American SSPX bishop (born 1980)

Michael Goldade (b. 1980-1981) is an American excommunicated bishop of the Society of St Pius X, a Traditionalist Catholic organization declared to be in schism with the Catholic Church by the Holy See.

He was consecrated a bishop by the SSPX without papal approval in the 2026 Écône consecrations, which led to a statement from the Dicastery for the Doctrine of the Faith that he was excommunicated latae sententiae from the Catholic Church.

== Biography ==
Goldade was born on February 28, 1980 in Williston, North Dakota, and raised in St. Marys, Kansas. He has nine siblings, three of whom are religious sisters with the SSPX. He entered seminary for the Society at the age of 18, being educated in Winona, Minnesota. Goldade was also ordained at the seminary in Winona in 2004 by the then-excommunicated SSPX bishop Richard Williamson.
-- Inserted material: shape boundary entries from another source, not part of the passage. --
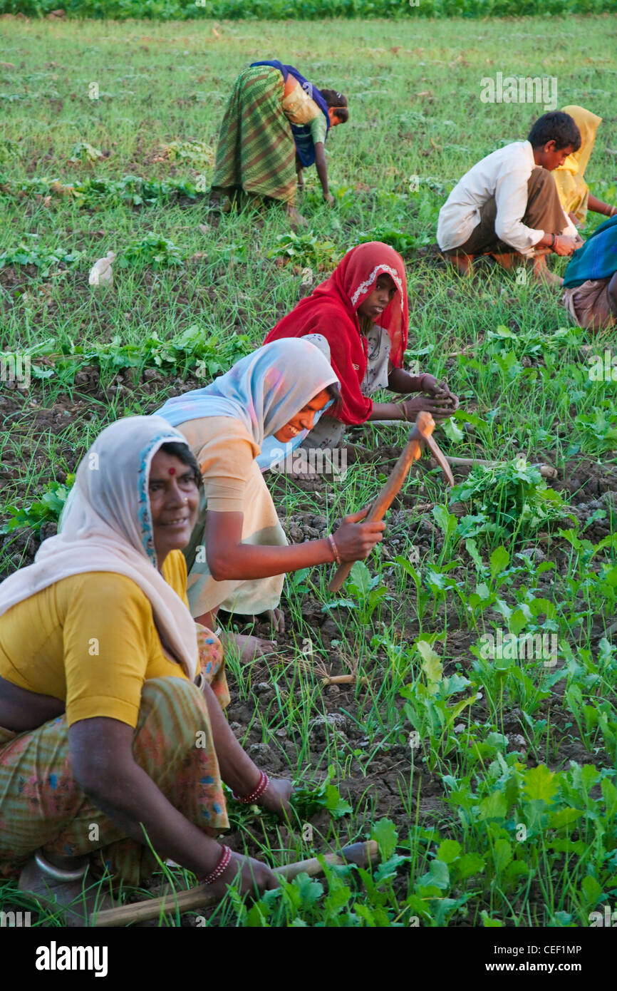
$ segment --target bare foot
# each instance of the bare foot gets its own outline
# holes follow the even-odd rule
[[[564,284],[564,279],[549,269],[545,255],[534,259],[534,279],[537,282],[544,282],[545,285]]]
[[[231,647],[240,653],[242,664],[250,664],[266,654],[273,653],[278,644],[276,640],[263,640],[260,636],[252,636],[247,633],[223,633],[221,636],[224,648]]]
[[[466,275],[473,268],[473,255],[445,255],[447,262],[454,265],[462,275]]]
[[[291,805],[289,799],[293,785],[288,778],[269,778],[267,788],[257,800],[257,805],[268,812],[276,813],[280,819],[286,819]]]
[[[279,609],[278,607],[275,609],[268,609],[266,615],[270,621],[272,633],[285,632],[285,613],[282,609]]]
[[[83,858],[71,857],[70,860],[80,864]],[[85,877],[79,881],[56,881],[39,867],[34,857],[22,870],[18,887],[48,911],[55,913],[61,909],[65,926],[71,928],[89,925],[95,912],[112,906],[109,896],[101,894],[97,882]]]
[[[523,259],[523,256],[517,251],[502,252],[501,254],[491,252],[490,257],[494,258],[497,265],[500,265],[502,269],[506,270],[506,272],[511,272],[512,269],[517,268]]]

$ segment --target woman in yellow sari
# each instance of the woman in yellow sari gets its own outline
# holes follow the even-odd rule
[[[584,172],[595,144],[595,133],[602,123],[602,118],[592,114],[584,107],[564,107],[563,112],[569,114],[580,131],[581,145],[577,152],[568,155],[563,165],[553,172],[557,191],[566,213],[576,227],[584,224],[587,210],[602,213],[605,217],[614,217],[617,206],[603,203],[589,192],[589,186],[584,180]]]

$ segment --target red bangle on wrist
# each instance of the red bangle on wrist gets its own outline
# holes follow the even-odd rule
[[[259,783],[257,788],[254,788],[250,795],[236,795],[236,792],[232,792],[234,798],[237,802],[242,802],[243,805],[251,805],[252,802],[256,802],[260,795],[269,785],[269,778],[265,771],[261,771],[259,774]]]
[[[198,877],[197,880],[199,881],[199,883],[214,884],[214,882],[218,881],[218,879],[221,877],[221,874],[225,873],[231,859],[232,859],[232,851],[230,850],[229,846],[224,846],[219,862],[214,868],[214,870],[210,871],[209,874],[206,874],[205,877]]]

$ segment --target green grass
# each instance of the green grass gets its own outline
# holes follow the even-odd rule
[[[293,33],[236,21],[220,38],[212,21],[3,22],[2,351],[30,355],[33,375],[28,389],[0,385],[3,574],[32,559],[103,426],[228,368],[304,294],[303,270],[325,277],[362,239],[404,252],[408,359],[462,396],[459,429],[440,444],[510,466],[488,486],[474,473],[459,507],[439,472],[414,469],[366,568],[336,597],[326,569],[289,576],[281,651],[250,667],[228,659],[244,744],[267,745],[276,773],[304,787],[331,774],[352,810],[300,805],[289,827],[243,810],[236,848],[276,865],[374,834],[386,866],[331,869],[253,908],[230,896],[208,925],[579,927],[614,902],[617,659],[603,634],[617,598],[615,501],[600,496],[617,490],[617,423],[614,383],[587,374],[610,340],[570,327],[551,290],[492,270],[471,284],[426,246],[463,171],[543,112],[481,103],[480,79],[497,71],[555,75],[560,106],[604,118],[588,173],[592,192],[617,202],[616,24],[570,16],[558,44],[554,23],[534,19],[298,22]],[[350,124],[328,143],[337,205],[322,204],[309,172],[299,205],[310,229],[295,239],[275,208],[217,226],[202,191],[232,83],[268,55],[350,100]],[[89,269],[111,250],[127,265],[92,289]],[[321,516],[331,528],[363,505],[395,457],[385,446],[403,438],[355,432],[367,461],[319,492],[271,478],[283,523]],[[520,454],[560,473],[563,510],[552,501],[548,521]],[[482,637],[497,629],[555,635],[557,663],[486,659]],[[325,688],[319,662],[364,682]],[[323,716],[341,718],[316,726]],[[0,886],[2,905],[16,899]]]

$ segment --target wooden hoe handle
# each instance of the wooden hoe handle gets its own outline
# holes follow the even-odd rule
[[[372,503],[364,520],[365,523],[383,519],[394,498],[400,492],[400,488],[407,477],[412,462],[418,460],[422,454],[423,443],[431,436],[434,429],[435,420],[431,414],[424,410],[418,413],[416,422],[407,438],[407,443],[401,451],[390,477]],[[328,586],[331,592],[339,591],[353,567],[354,561],[346,561],[344,564],[339,565]]]

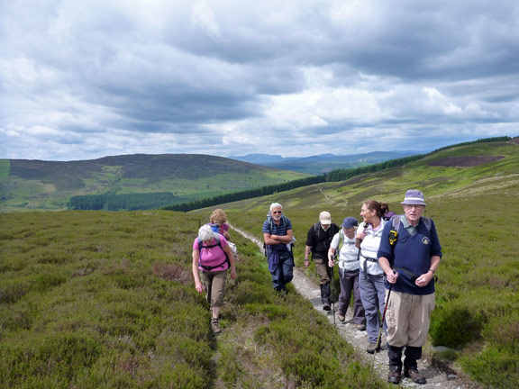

His first assignment following ordination was at St. Anne Chapel in Armada, Michigan where he served for five years before serving as director of a retreat house in Ridgefield, Connecticut. Beginning in 2014, Goldade was appointed prior of the SSPX in Kansas City, also having oversight for the parish church of St. Vincent, a school, and a community of sisters. He also oversaw major renovations and restorations to the church.

In 2021, Goldade was named assistant to the District Superior, and two years later was appointed as rector of St. Thomas Aquinas Seminary in Dillwyn, Virginia.

In 2023, he became the rector of the St. Thomas Aquinas Seminary in Dillwyn, Virginia.

=== Consecration and Excommunication ===
On May 26, 2026, the SSPX announced that Goldade was chosen to become a bishop. Pope Leo XIV repeatedly asked the SSPX not to consecrate him. Goldade's episcopal ordination took place on July 1, 2026, during the SSPX episcopal consecrations in Écône, Switzerland, by Alfonso de Galarreta. Bernard Fellay was the sole co-consecrator. Because he was consecrated without a papal mandate, Goldade was automatically excommunicated. The SSPX does not consider this excommunication valid.